John’s observation aside, there was some decent reporting and analysis out there, including this as reported by ESPN:
In a potentially game-changing moment for college athletics, the Chicago district of the National Labor Relations Board ruled on Wednesday that Northwestern football players qualify as employees of the university and can unionize.
NLRB regional director Peter Sung Ohr cited the players’ time commitment to their sport and the fact that their scholarships were tied directly to their performance on the field as reasons for granting them union rights.
Ohr wrote in his ruling that the players “fall squarely within the [National Labor Relations] Act’s broad definition of ’employee’ when one considers the common law definition of ’employee.'”
Ohr ruled that the players can hold a vote on whether they want to be represented by the College Athletes Players Association, which brought the case to the NLRB along with former Wildcats quarterback Kain Colter and the United Steelworkers union.
Game Changer or Delay of Game?
This release from Indiana University was also pretty good. They discuss the following issues:
Here’s a quick summary of the salient points
- Football players weren’t viewed as being primarily student due to the fact they receive compensation and their coaches exercise a high degree of control over schedules.
- The ruling only applies to students at private schools. Employees of state funded universities aren’t covered under the National Labor Relations Act.
- Questions remain open if the facts applied to the analysis applied to football players would apply to all other student athletes under Title IX, as explained by Kenneth Dau-Schmidt, the Willard and Margaret Carr Professor of Labor and Employment Law at the IU Maurer School of Law.

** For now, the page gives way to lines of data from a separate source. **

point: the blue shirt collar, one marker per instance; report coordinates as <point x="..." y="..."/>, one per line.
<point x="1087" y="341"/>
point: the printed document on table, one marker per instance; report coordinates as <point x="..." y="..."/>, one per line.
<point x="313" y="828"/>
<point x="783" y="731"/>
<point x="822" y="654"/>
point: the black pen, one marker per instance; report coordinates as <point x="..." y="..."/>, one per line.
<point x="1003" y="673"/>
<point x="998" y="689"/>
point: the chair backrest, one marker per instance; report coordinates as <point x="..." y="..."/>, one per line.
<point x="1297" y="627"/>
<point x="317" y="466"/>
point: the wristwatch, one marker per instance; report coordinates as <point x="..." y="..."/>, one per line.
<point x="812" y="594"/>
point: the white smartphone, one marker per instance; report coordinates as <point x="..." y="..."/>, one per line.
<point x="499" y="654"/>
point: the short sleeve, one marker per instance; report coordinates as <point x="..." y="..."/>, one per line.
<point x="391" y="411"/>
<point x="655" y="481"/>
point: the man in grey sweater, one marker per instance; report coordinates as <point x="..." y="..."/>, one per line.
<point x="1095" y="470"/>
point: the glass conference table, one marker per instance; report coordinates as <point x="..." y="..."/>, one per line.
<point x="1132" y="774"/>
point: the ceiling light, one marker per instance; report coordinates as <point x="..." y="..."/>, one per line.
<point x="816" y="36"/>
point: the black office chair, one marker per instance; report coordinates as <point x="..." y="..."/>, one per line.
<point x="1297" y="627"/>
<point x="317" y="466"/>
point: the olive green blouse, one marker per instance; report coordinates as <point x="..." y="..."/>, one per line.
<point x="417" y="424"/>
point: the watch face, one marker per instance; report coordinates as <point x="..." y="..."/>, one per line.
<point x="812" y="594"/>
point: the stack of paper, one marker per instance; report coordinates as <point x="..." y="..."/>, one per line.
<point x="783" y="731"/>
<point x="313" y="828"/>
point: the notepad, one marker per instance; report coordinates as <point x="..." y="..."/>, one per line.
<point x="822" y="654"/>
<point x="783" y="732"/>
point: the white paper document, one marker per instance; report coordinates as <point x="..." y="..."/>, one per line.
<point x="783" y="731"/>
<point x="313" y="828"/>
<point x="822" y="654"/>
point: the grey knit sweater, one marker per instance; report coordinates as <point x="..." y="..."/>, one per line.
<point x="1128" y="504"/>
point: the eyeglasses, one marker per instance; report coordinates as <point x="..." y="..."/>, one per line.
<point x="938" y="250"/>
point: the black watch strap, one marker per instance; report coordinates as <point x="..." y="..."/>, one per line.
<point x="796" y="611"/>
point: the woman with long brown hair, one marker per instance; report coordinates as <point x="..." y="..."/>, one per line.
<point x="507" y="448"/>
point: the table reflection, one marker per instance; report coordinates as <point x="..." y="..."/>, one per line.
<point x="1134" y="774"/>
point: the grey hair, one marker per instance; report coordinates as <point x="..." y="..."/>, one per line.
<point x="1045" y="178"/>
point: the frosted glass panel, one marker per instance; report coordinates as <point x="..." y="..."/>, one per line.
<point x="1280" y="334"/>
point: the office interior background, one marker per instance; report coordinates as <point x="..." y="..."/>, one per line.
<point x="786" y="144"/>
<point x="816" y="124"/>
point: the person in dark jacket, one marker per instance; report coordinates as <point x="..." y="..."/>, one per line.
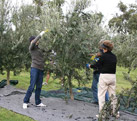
<point x="107" y="79"/>
<point x="96" y="74"/>
<point x="36" y="73"/>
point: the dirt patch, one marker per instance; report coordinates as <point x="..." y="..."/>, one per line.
<point x="56" y="110"/>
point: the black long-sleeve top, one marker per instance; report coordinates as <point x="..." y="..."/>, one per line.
<point x="107" y="62"/>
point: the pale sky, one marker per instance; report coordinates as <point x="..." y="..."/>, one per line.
<point x="107" y="7"/>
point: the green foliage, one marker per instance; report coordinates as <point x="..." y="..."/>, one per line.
<point x="72" y="37"/>
<point x="128" y="97"/>
<point x="126" y="22"/>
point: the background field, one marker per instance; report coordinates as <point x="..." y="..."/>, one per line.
<point x="24" y="78"/>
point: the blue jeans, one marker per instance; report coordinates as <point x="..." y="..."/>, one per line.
<point x="95" y="87"/>
<point x="36" y="76"/>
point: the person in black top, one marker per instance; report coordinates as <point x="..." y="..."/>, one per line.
<point x="96" y="74"/>
<point x="107" y="79"/>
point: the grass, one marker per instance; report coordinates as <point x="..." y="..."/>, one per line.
<point x="6" y="115"/>
<point x="24" y="80"/>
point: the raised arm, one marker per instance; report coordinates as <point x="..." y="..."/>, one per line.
<point x="32" y="44"/>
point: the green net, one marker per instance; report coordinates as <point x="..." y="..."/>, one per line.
<point x="82" y="94"/>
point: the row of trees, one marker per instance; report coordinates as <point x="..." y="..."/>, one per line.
<point x="73" y="36"/>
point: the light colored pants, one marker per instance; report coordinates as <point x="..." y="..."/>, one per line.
<point x="107" y="82"/>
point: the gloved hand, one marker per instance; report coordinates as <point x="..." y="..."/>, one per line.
<point x="88" y="65"/>
<point x="42" y="33"/>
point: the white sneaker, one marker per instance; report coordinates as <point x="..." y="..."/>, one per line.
<point x="44" y="83"/>
<point x="25" y="105"/>
<point x="40" y="105"/>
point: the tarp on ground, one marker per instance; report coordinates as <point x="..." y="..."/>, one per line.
<point x="4" y="82"/>
<point x="81" y="94"/>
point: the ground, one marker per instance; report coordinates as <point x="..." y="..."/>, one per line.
<point x="57" y="109"/>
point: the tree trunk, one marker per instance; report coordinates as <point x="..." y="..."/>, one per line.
<point x="8" y="77"/>
<point x="70" y="89"/>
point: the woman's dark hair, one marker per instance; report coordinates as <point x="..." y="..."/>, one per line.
<point x="107" y="44"/>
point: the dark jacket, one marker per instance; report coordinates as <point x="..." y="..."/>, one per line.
<point x="36" y="55"/>
<point x="107" y="62"/>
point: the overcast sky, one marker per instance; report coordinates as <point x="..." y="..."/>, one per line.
<point x="107" y="7"/>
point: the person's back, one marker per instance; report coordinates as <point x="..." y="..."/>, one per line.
<point x="37" y="58"/>
<point x="108" y="63"/>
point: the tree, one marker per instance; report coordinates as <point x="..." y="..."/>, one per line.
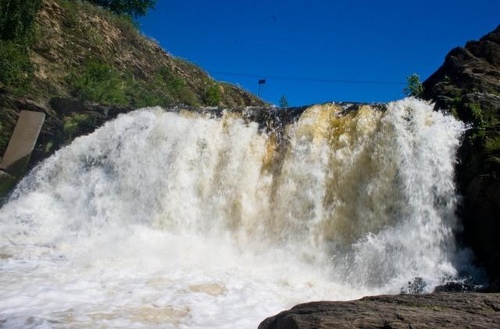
<point x="132" y="8"/>
<point x="283" y="102"/>
<point x="414" y="86"/>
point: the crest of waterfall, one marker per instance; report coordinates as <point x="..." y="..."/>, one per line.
<point x="169" y="207"/>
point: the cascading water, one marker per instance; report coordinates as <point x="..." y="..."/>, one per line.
<point x="170" y="220"/>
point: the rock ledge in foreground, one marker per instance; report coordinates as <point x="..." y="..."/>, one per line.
<point x="437" y="310"/>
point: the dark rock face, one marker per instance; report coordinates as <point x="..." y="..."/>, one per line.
<point x="468" y="84"/>
<point x="438" y="310"/>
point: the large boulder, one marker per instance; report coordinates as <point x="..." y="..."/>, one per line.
<point x="468" y="85"/>
<point x="438" y="310"/>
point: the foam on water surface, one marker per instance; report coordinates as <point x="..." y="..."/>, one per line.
<point x="181" y="221"/>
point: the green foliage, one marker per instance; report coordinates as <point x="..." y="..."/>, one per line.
<point x="16" y="35"/>
<point x="414" y="86"/>
<point x="283" y="102"/>
<point x="15" y="67"/>
<point x="212" y="96"/>
<point x="492" y="145"/>
<point x="131" y="8"/>
<point x="98" y="82"/>
<point x="476" y="113"/>
<point x="17" y="18"/>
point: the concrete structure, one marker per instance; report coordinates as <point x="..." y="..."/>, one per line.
<point x="21" y="145"/>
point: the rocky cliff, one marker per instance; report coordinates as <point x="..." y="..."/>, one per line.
<point x="468" y="84"/>
<point x="82" y="65"/>
<point x="439" y="310"/>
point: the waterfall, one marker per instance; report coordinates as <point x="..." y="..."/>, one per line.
<point x="184" y="220"/>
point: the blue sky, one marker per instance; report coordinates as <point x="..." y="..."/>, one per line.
<point x="316" y="51"/>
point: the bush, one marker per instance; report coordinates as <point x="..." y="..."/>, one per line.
<point x="15" y="67"/>
<point x="212" y="96"/>
<point x="132" y="8"/>
<point x="17" y="18"/>
<point x="414" y="86"/>
<point x="98" y="82"/>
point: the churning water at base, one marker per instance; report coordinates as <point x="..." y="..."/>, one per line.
<point x="171" y="220"/>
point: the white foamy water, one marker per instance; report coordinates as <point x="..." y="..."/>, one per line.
<point x="166" y="220"/>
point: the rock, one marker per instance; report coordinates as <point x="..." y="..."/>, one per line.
<point x="437" y="310"/>
<point x="468" y="85"/>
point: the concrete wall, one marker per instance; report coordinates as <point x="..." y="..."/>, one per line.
<point x="21" y="145"/>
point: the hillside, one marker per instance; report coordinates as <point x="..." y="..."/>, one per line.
<point x="468" y="84"/>
<point x="85" y="65"/>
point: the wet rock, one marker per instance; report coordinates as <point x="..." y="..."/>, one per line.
<point x="468" y="85"/>
<point x="437" y="310"/>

If this decision is upheld and college football players at private universities begin to organize, Dau-Schmidt added, there is a good question of how this system would work consistently with the Title IX requirement of equal athletic opportunities for women.
“Where there is a positive cash flow in college athletics, it’s usually associated with men’s football and basketball, not other sports. At the bigger schools, men’s football and basketball revenue supports the other athletic programs. Would Title IX mean that the football players have to negotiate benefits for all athletes and not just themselves? That would make for a very curious system of collective bargaining.
Getting that first contract takes a long time
What no one has mentioned so far is this. So far, all the players have done is win a ruling that they are entitled to vote to decide whether or not they want to be represented by a union. Setting aside all other likely challenges, the NLRB still has to hold the election, and a majority of players will have to vote in favor of the union in order for them to win the right to bargain for a collective bargaining agreement. And then they have to negotiate and agree to a collective bargaining agreement.
Initial collective bargaining agreements are notoriously difficult to obtain. Many times, workers vote for a union and then never obtain a collective bargaining agreement. In this situation, many of the current student athletes will have graduated and moved on into the real world by the time any contract is reached. I know of one current situation where a Teamsters local has been bargaining for more than two years to get a first contract in a distribution warehouse. Just imagine how complex the negotiations for student athletes will be compared to that.
This story has a long way to go before we see how much of a game changer it actually will be, especially without a vote being held yet, and with the difficulties many unions face in obtaining initial contracts.